= Feng Liao =

Feng Liao (馮嫽) was China's first official female diplomat, who represented the Han dynasty to Wusun (烏孫), which was in the Western Regions. It was a practice for the Imperial Court to foster alliances with the northern tribes via marriage, and two Han princesses had married Wusun kings.

Feng Liao was the maidservant of Princess Jieyou (解憂公主), who was married off to a Wusun king. Feng herself later married an influential Wusun general, whose good standing with Prince Wujiutu (烏就屠) of the kingdom later proved beneficial to the Han dynasty.

When Prince Wujiutu seized the throne of Wusun in 64 BC, after his father died, there was fear in the Imperial Court of Han that Wujiutu, whose mother was Xiongnu, would allow Wusun to become Xiongnu's vassal.

Zheng Ji, Governor of the Western Regions, recalled that Feng Liao had married into Wusun and with her familiarity of the Wusun customs, she was a prime candidate to persuade Wujiutu to ally his kingdom with Han. Wujiutu acceded and Emperor Xuan of Han (漢宣帝) sent for Feng.
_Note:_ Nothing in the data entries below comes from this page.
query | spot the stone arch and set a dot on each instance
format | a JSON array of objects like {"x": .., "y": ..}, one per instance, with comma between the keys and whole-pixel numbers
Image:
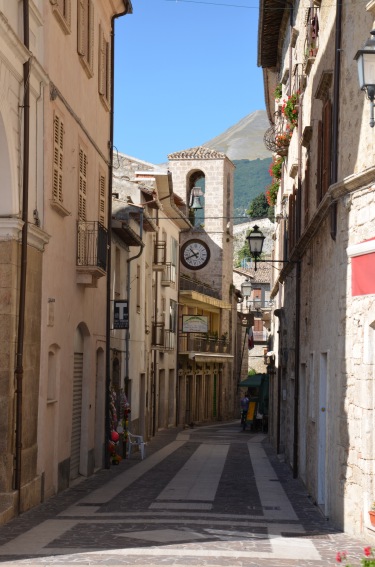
[
  {"x": 9, "y": 202},
  {"x": 196, "y": 178}
]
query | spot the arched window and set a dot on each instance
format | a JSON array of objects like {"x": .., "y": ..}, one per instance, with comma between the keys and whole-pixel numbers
[{"x": 195, "y": 197}]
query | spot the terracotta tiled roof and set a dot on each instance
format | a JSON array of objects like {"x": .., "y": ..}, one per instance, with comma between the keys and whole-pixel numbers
[{"x": 200, "y": 152}]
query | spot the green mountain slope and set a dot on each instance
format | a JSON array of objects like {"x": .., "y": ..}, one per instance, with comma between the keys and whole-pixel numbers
[{"x": 251, "y": 178}]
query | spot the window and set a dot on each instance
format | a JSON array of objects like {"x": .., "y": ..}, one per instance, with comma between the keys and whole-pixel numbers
[
  {"x": 102, "y": 201},
  {"x": 82, "y": 190},
  {"x": 104, "y": 69},
  {"x": 62, "y": 11},
  {"x": 58, "y": 148},
  {"x": 86, "y": 35},
  {"x": 324, "y": 152}
]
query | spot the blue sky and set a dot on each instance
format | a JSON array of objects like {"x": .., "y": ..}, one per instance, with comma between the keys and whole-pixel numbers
[{"x": 185, "y": 71}]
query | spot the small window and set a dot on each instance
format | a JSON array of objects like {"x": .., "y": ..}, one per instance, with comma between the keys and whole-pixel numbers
[
  {"x": 62, "y": 11},
  {"x": 58, "y": 154},
  {"x": 104, "y": 69},
  {"x": 82, "y": 189},
  {"x": 102, "y": 200},
  {"x": 86, "y": 35}
]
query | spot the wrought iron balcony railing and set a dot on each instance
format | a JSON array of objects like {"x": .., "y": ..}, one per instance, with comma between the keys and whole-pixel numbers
[
  {"x": 258, "y": 304},
  {"x": 200, "y": 342},
  {"x": 162, "y": 338},
  {"x": 187, "y": 284},
  {"x": 169, "y": 274},
  {"x": 91, "y": 245}
]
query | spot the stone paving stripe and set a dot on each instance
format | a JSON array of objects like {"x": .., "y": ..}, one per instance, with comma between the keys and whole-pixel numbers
[
  {"x": 164, "y": 536},
  {"x": 274, "y": 501},
  {"x": 125, "y": 479},
  {"x": 199, "y": 477},
  {"x": 179, "y": 506}
]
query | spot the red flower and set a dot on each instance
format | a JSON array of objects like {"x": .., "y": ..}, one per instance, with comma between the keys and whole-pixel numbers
[{"x": 340, "y": 555}]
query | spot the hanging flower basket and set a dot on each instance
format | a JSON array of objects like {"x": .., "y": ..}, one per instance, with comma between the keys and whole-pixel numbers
[
  {"x": 290, "y": 109},
  {"x": 271, "y": 193}
]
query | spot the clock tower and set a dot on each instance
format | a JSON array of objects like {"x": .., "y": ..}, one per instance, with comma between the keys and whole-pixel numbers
[{"x": 206, "y": 251}]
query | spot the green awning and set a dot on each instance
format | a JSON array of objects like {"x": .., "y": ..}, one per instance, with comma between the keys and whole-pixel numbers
[{"x": 252, "y": 381}]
The Emperor received Feng Liao in his palace in Chang'an and took her advice of granting Wujiutu a title to secure his loyalty. The emperor appointed her as chief envoy and dispatched her again to Wusun, this time with an official hanjie (汉节) given to diplomats of the Han Dynasty. She announced Yuanguimi as the Great Kunmi (chief king) of Wusun, and Wujiutu the Lesser Kunmi. Wusun thereafter became a vassal state of the Western Han.

She then returned to Chang'an with Princess Jieyou, only to return again as envoy after Yuanguimi died and his son with Princess Jieyou, Xingmi 星靡, succeeded him.

== Historical Sources and Archives ==
Multiple historical texts produced from the Han dynasty and later ancient Chinese dynasties recorded Feng's accomplishments. The best known sources out of them are The Book of Han and Zizhi Tongjian, specifically the 19th chapter on the Han dynasty. In addition to those texts, a collection of Han bamboo and wooden slips found in Dunhuang described some of Feng Liao's life in Wusun.